Pero Sturmo era bávaro, es decir, un hombre sospechoso para los reyes francos, que debían tener siempre los ojos fijos sobre aquella tierra de Baviera, siempre rebelde. Un día, el abad recibió la orden de retirarse al monasterio de Inda; cerca de Aquisgrán. Sturmo obedeció, sin tratar siquiera de preguntar el motivo de aquel destierro. Sólo el escuadrón monástico de Fulda se agitaba y protestaba y enviaba uno tras otro sus delegados a la corte. Pero el rey Pipino tenía muchas cosas que hacer. Al fin se decidió a llamarle a su palacio, y allí le tuvo día tras día sin acordarse de él, hasta que una mañana se lo encontró en la capilla. Todos los clérigos del palacio se habían retirado a descansar, después de las vigilias de la noche; sólo Sturmo seguía rezando postrado en tierra. De pronto se abrió la puerta: era el rey, que iba a salir de caza aquel día y entraba a encomendarse un momento a Dios. El abad hizo una profunda reverencia y se retiró a un lado; pero, con la mayor sorpresa, vio que el rey se dirigía hacia él y le decía:
—El Señor nos ha juntado aquí en este momento, sin duda para que delante de Él resplandezca la verdad. Me han venido acusaciones contra ti; pero a punto fijo no sé de qué se trata.

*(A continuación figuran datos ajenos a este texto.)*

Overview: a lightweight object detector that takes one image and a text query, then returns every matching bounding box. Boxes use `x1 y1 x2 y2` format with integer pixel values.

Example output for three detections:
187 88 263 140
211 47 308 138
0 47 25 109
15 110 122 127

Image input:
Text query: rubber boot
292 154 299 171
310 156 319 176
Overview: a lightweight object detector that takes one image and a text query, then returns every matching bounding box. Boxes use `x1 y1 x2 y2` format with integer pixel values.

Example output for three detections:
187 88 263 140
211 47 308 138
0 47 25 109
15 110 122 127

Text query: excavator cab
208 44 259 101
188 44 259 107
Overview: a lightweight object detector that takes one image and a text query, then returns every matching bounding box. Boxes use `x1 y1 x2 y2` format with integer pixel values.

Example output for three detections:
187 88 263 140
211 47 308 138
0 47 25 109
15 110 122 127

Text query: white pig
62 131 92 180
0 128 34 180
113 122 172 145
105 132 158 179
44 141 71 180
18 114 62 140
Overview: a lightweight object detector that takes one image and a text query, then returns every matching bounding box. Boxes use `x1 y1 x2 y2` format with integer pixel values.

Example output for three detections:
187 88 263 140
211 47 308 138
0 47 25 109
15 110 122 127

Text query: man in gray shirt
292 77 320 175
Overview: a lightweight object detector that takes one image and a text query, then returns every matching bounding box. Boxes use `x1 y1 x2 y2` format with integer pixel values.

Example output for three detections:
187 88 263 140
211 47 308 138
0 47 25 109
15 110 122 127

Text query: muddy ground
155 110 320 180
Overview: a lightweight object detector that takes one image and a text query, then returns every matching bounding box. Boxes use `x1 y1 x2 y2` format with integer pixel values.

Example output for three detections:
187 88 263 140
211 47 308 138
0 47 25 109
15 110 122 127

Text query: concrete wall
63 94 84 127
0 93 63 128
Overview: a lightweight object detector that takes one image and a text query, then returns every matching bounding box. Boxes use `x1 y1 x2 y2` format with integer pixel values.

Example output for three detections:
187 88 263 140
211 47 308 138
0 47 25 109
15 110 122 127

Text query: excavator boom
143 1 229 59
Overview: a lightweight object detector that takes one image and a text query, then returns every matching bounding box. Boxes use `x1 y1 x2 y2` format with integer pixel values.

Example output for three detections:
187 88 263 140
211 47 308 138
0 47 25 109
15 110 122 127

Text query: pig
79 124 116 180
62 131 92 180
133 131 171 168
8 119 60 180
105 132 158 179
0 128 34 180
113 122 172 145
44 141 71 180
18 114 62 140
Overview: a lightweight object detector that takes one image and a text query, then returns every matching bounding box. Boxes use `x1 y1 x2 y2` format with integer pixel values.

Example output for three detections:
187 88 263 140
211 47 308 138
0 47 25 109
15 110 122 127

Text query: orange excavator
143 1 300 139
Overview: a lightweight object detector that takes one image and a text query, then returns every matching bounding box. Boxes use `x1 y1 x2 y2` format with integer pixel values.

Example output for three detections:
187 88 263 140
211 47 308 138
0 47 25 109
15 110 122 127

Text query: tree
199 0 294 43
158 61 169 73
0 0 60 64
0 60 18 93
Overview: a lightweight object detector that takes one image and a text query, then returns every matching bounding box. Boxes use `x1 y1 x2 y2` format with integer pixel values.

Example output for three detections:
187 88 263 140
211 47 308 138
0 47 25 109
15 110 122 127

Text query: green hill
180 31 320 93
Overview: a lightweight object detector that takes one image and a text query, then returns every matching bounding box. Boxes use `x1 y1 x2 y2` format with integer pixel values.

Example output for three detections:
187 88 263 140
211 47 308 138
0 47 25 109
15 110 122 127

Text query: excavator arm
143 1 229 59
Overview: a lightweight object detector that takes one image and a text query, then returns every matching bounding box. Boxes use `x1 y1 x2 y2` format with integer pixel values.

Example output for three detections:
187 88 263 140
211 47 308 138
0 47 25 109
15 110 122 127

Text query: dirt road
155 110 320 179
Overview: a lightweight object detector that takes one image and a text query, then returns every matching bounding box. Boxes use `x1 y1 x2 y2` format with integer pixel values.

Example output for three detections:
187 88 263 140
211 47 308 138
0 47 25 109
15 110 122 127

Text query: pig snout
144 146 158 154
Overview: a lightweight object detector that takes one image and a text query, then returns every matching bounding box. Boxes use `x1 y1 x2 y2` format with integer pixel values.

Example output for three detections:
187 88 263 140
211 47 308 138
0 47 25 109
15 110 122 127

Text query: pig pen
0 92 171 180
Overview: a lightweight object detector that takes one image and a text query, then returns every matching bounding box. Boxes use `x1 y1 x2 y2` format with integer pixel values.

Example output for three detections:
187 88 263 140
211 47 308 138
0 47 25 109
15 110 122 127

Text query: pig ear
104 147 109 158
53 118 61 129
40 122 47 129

—Aunque soy pecador — respondió Sturmo—, sin embargo, ningún delito he cometido contra vos.
—Bueno—replicó Pipino—, si alguna cosa has pensado o ejecutado contra mí, que el Señor te lo perdone, como yo te lo perdono de corazón. Desde ahora te recibo en mi amistad.
Después, tomando un hilo de su manto y arrojándole en tierra, añadió:
—Este hilo de mi vestidura real, que tiro al suelo, será testimonio para todos de que la enemistad antigua ha desaparecido.
Sturmo volvió a Fulda, donde prosiguió hasta su muerte la obra comenzada. Levantó grandes edificios, roturó vastas llanuras, creó misioneros, sabios y artistas, y él mismo recorrió las tierras de Sajonia, catequizando y bautizando a los guerreros de Widukind, que Carlomagno acababa de vencer. Para que mejor se pudiese practicar aquel precepto de la regla benedictina que exige que todas las artes se realicen dentro del monasterio, a fin de que los monjes no tengan necesidad de vagabundear, desvió el curso del Fulda, haciéndole pasar por el interior del monasterio. La muerte le sorprendió trabajando y predicando. Volvía de un viaje apostólico por tierras sajonas, cuando cayó enfermo en Heresburg. Carlomagno le envió su médico Wintaro, el cual le recetó una poción con tan mal acierto, que inmediatamente empezó a sentirse peor. Llevado a la iglesia, expiró tranquilamente, después de decir a sus discípulos: «Tratad de portaros de tal manera, que pueda yo en el Cielo cuidar de vosotros como he cuidado mientras viví en la tierra.»